Ethical financial literacy
There are too few approaches to financial education that link it to responsible consumption. The recent UK All-Party Parliamentary Group on Financial Education and the Curriculum recognised that young people need to be more “responsible consumers” of financial services, and want schools, colleges and universities to respond to this need. Politicians and educators are rapidly realising that future generations will need the skills, role models and examples that enable them to consume goods and services, including financial services, in a way that is both personally profitable and globally responsible.
There are obvious routes to encourage the take up of financial education like Mathematics and English. However other aspects of the non-statutory, informal and non-formal curriculum should be encouraged to make more financial links – such as Personal Social and Health Education with a focus on enterprise, citizenship, health and sustainable development. Financial education could be more integrated with other curriculum areas, such as religious studies and geography.
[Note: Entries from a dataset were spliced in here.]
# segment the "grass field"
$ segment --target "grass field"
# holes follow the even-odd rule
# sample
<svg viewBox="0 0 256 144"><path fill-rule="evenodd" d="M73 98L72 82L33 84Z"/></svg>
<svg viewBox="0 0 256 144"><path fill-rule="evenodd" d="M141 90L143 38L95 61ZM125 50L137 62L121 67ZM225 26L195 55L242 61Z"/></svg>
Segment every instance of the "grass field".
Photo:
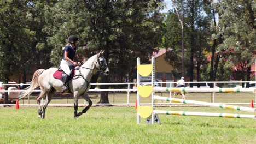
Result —
<svg viewBox="0 0 256 144"><path fill-rule="evenodd" d="M82 107L79 107L82 110ZM158 110L249 113L210 107ZM0 107L0 143L256 143L251 119L159 115L161 125L136 123L133 107L92 107L75 120L72 107Z"/></svg>

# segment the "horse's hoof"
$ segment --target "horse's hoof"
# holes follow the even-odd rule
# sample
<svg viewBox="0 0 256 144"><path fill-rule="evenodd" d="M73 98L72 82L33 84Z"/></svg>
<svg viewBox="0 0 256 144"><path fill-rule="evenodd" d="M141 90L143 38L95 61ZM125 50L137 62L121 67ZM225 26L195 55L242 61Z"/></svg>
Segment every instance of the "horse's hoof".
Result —
<svg viewBox="0 0 256 144"><path fill-rule="evenodd" d="M79 116L81 116L82 114L83 114L83 112L79 111L78 112L78 113L77 113L77 116L79 117Z"/></svg>
<svg viewBox="0 0 256 144"><path fill-rule="evenodd" d="M74 119L78 120L78 117L74 117Z"/></svg>

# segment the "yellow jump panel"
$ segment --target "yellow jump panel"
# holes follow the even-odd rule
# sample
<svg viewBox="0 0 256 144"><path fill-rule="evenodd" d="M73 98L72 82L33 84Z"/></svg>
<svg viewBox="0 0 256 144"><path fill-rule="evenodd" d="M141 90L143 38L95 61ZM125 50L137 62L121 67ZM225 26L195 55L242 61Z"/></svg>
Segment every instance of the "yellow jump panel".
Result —
<svg viewBox="0 0 256 144"><path fill-rule="evenodd" d="M153 86L138 86L137 90L141 97L148 97L152 93Z"/></svg>
<svg viewBox="0 0 256 144"><path fill-rule="evenodd" d="M152 64L142 64L137 65L137 70L143 76L148 76L151 74L153 70Z"/></svg>
<svg viewBox="0 0 256 144"><path fill-rule="evenodd" d="M148 118L153 112L152 106L138 106L138 112L142 118Z"/></svg>

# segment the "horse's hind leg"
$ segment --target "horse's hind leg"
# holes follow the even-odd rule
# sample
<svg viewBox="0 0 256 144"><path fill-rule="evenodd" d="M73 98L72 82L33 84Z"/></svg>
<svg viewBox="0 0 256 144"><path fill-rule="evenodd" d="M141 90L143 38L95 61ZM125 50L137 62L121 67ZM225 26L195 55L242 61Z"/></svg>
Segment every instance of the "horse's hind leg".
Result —
<svg viewBox="0 0 256 144"><path fill-rule="evenodd" d="M44 118L45 116L45 110L48 105L49 103L53 99L53 96L54 95L54 93L56 92L56 90L54 88L51 88L51 91L47 94L46 98L45 99L45 102L44 104L44 106L43 107L43 115L42 115L42 118Z"/></svg>
<svg viewBox="0 0 256 144"><path fill-rule="evenodd" d="M43 110L42 110L42 106L41 106L41 100L42 100L42 99L46 95L46 94L47 94L47 92L46 92L43 89L42 89L41 93L37 98L37 104L38 105L38 114L39 115L39 116L38 116L38 118L42 118Z"/></svg>
<svg viewBox="0 0 256 144"><path fill-rule="evenodd" d="M186 99L186 98L185 98L185 93L181 93L182 95L182 99Z"/></svg>
<svg viewBox="0 0 256 144"><path fill-rule="evenodd" d="M87 93L85 93L84 94L84 99L87 102L88 102L89 105L84 108L82 112L79 112L78 114L78 116L81 116L83 113L85 113L86 111L90 109L90 107L92 105L92 102L91 101L91 99L90 99L88 94Z"/></svg>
It could also be supported in terms of the non-formal and informal curriculum, such as in tuckshops and school/college buildings management with students.
Ethical finance education can be introduced through responsible consumption – what we consume in our families, schools and this country, and what others consume in other parts of the world, where food and other goods come from and go to. This approach builds on the direct and real life experience of young children, without necessarily focusing on money in the first instance. Educating about responsible consumption can then lead to responsible consumption of financial products and services.
As Penny Shepherd of UKSIF recently wrote in Beyond Casino Capitalism published in Education and Sustainability, No.10 "Money" (RCE Barcelona 2011) “ Even though it is well accepted that tomorrow’s workforce will need to make their own provision for retirement, today’s students are being taught a “casino capitalism” view of financial markets that focuses on trading and does not communicate the importance of responsible shareholder power to protect and enhance the value of long-term savings.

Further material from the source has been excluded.